The transformation has been remarkable. I have shed my suit of armor, dropped my shield and heavy weapons and am experiencing life and God’s Love in a whole new way. God has allowed me to “stand down,” relax and enjoy life. The most significant change has been in a shift of focus, a re-prioritizing of my life, with God in the number one spot. This has simplified my life by focusing my attention and efforts on one goal—the service of God. And that service is done daily, on what Divine Mother called our “holy ground”—right where I am—in my job, in my personal relationships, in the common, everyday actions and interactions of my life. With God as the primary focus, and with utmost faith in the guidance of Divine Mother, I have lost my consuming obsession with the RESULTS of my efforts—knowing instead that whatever the result, if the task is done in reverent service to God, the result will be as it should be.

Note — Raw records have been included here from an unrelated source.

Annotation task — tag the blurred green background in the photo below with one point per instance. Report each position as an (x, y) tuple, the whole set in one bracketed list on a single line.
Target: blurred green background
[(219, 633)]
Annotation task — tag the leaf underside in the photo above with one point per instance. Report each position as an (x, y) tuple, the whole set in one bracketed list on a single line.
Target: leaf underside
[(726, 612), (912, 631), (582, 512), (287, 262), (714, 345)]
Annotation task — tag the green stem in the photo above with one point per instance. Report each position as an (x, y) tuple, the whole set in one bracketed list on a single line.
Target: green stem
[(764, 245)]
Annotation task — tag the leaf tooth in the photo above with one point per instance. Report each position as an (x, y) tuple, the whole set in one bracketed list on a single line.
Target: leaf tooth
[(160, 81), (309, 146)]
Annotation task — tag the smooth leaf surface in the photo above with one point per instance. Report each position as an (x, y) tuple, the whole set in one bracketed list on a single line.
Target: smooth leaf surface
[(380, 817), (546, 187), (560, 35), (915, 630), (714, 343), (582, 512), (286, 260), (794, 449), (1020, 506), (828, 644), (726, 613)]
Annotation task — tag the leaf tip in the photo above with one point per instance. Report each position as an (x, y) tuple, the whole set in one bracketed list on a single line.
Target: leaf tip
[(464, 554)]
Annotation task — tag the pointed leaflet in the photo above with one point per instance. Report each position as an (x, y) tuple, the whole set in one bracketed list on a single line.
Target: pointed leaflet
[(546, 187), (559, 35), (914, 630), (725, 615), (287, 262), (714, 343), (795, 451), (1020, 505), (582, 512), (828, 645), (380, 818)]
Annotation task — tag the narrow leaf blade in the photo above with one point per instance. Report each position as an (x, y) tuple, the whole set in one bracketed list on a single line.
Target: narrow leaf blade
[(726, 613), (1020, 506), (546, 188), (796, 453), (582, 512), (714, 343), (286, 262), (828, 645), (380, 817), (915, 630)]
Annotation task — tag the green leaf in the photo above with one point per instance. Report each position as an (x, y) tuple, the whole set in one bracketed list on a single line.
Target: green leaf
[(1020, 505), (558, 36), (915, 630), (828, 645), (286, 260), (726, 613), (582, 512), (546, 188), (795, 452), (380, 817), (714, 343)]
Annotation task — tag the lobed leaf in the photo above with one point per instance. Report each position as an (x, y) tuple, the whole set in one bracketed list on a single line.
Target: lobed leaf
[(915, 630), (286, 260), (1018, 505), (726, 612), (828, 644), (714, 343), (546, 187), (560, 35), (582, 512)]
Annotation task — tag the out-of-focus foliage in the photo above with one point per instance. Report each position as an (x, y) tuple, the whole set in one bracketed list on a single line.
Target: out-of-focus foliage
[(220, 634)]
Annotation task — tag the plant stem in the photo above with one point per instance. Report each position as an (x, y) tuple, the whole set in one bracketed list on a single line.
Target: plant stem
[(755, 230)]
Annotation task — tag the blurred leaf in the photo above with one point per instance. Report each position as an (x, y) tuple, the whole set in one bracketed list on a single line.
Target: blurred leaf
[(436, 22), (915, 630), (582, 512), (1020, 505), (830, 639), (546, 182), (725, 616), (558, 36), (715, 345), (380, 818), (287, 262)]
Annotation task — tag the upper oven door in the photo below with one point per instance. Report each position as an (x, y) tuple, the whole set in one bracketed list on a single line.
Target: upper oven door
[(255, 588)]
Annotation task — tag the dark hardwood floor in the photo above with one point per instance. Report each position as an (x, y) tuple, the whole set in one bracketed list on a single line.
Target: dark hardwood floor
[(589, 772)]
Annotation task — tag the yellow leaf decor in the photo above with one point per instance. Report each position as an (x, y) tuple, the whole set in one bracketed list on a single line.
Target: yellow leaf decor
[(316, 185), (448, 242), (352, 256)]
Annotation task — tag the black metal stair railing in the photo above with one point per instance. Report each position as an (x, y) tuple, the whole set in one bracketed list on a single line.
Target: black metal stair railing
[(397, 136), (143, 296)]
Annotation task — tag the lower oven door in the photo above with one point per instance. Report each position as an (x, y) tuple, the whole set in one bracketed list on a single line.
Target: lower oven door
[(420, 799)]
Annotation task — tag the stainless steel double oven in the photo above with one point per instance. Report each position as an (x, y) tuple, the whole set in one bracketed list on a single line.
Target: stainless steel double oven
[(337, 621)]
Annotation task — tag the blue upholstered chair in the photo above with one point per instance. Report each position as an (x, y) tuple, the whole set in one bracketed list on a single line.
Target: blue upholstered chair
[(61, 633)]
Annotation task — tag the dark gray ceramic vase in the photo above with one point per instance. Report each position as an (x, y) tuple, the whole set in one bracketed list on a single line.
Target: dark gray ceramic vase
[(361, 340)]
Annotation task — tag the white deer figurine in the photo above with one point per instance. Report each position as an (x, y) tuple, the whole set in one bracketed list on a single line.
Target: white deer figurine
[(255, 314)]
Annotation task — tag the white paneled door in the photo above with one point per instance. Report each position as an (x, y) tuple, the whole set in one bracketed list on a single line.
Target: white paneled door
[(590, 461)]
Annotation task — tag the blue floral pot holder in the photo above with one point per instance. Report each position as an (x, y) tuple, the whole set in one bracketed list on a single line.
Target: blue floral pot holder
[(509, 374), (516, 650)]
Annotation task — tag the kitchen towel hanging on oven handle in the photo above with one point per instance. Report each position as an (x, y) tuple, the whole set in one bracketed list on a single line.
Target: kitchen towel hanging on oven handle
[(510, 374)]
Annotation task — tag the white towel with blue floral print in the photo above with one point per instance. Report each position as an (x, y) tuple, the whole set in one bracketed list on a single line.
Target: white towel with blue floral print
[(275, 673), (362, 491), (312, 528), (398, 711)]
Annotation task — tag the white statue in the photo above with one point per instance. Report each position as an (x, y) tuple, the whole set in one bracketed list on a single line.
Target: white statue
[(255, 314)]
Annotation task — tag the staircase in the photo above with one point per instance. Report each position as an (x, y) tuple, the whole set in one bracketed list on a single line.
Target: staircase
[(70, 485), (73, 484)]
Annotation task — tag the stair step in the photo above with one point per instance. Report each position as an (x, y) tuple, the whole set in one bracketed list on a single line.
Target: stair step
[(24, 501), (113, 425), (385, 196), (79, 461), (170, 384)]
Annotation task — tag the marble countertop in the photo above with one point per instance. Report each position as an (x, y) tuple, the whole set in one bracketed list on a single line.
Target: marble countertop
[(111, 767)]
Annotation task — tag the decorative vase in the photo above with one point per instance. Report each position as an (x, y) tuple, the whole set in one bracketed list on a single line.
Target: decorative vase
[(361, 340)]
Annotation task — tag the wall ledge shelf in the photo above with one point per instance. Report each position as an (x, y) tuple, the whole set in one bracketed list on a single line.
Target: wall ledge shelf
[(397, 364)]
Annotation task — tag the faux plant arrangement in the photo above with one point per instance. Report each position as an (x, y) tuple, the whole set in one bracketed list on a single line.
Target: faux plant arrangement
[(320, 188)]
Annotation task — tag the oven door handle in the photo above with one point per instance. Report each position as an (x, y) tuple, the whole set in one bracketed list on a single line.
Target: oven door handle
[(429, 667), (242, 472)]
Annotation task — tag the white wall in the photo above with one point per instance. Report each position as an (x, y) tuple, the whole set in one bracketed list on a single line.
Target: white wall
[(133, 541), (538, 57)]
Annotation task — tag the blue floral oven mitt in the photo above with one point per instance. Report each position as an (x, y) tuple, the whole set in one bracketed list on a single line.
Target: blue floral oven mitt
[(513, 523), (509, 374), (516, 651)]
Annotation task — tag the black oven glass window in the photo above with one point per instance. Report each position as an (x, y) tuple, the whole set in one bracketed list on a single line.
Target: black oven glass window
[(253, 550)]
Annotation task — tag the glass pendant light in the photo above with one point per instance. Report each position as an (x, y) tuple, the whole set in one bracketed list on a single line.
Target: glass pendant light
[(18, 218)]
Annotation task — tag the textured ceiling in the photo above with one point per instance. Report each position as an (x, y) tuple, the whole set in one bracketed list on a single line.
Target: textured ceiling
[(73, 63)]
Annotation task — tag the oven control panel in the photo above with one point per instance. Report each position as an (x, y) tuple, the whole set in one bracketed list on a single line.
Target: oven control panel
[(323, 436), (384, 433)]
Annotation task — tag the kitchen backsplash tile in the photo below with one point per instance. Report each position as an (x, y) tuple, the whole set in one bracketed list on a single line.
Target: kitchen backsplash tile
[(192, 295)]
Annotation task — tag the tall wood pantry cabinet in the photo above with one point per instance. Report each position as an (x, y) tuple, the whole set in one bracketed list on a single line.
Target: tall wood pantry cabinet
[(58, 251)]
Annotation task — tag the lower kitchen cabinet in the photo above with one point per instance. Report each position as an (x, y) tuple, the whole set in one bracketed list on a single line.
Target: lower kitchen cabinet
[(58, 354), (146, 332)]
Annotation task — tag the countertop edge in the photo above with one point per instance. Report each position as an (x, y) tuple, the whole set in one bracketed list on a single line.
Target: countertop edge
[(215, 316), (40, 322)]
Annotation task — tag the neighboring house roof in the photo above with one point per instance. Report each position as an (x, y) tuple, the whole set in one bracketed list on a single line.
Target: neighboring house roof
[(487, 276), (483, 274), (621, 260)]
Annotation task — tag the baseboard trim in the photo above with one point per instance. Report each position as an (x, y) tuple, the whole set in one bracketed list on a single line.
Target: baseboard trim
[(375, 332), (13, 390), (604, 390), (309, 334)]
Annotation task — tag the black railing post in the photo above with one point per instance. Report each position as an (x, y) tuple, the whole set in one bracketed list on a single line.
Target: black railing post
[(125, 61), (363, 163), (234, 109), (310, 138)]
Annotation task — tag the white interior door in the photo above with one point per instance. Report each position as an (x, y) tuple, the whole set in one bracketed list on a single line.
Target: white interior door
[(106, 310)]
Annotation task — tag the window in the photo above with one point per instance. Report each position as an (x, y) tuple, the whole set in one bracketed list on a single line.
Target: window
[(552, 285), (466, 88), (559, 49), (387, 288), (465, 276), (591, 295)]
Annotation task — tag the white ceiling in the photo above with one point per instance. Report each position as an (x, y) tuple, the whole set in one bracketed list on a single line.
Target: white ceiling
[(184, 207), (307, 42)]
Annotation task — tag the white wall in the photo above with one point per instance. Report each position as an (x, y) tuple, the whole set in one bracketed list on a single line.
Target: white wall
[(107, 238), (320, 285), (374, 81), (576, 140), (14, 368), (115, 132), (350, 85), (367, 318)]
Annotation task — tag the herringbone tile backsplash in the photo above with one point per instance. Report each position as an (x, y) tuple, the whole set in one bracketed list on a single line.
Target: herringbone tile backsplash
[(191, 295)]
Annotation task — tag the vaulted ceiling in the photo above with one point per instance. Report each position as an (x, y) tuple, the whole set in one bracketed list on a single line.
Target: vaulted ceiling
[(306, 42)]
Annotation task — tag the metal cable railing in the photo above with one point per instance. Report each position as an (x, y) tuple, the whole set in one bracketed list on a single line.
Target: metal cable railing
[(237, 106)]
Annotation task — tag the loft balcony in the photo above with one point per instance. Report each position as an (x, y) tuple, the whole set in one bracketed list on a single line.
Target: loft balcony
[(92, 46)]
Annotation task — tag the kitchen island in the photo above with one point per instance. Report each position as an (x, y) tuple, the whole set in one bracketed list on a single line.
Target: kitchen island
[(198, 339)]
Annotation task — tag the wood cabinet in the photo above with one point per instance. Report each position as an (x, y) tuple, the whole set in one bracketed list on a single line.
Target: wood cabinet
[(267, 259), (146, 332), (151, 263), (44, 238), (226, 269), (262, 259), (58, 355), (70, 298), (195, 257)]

Several years later, Divine Mother gave me another incredible gift. I was feeling that my life was a bit “fractured” because my new devotion to God had become my number one priority, relegating my boyfriend Eddie to the number two spot. It never occurred to me that the two segments of my life could be one. When Divine Mother invited Eddie to join the spiritual family (and when he accepted whole-heartedly), Eddie became a part of my love of God and devotion to Divine Mother, taking our relationship (and his life) to new levels of joy and harmony. She blessed us in 2001 by attending our wedding in Honolulu.

​Since Divine Mother lovingly broke open the seals of my heart, I have given that heart wholly to God. I see now that my loved ones, my job, my very body—can only give me some temporary happiness and comfort during this lifetime. I choose to place my trust in God ... In Eternity ... For I know without question that Divine Mother will never forsake me.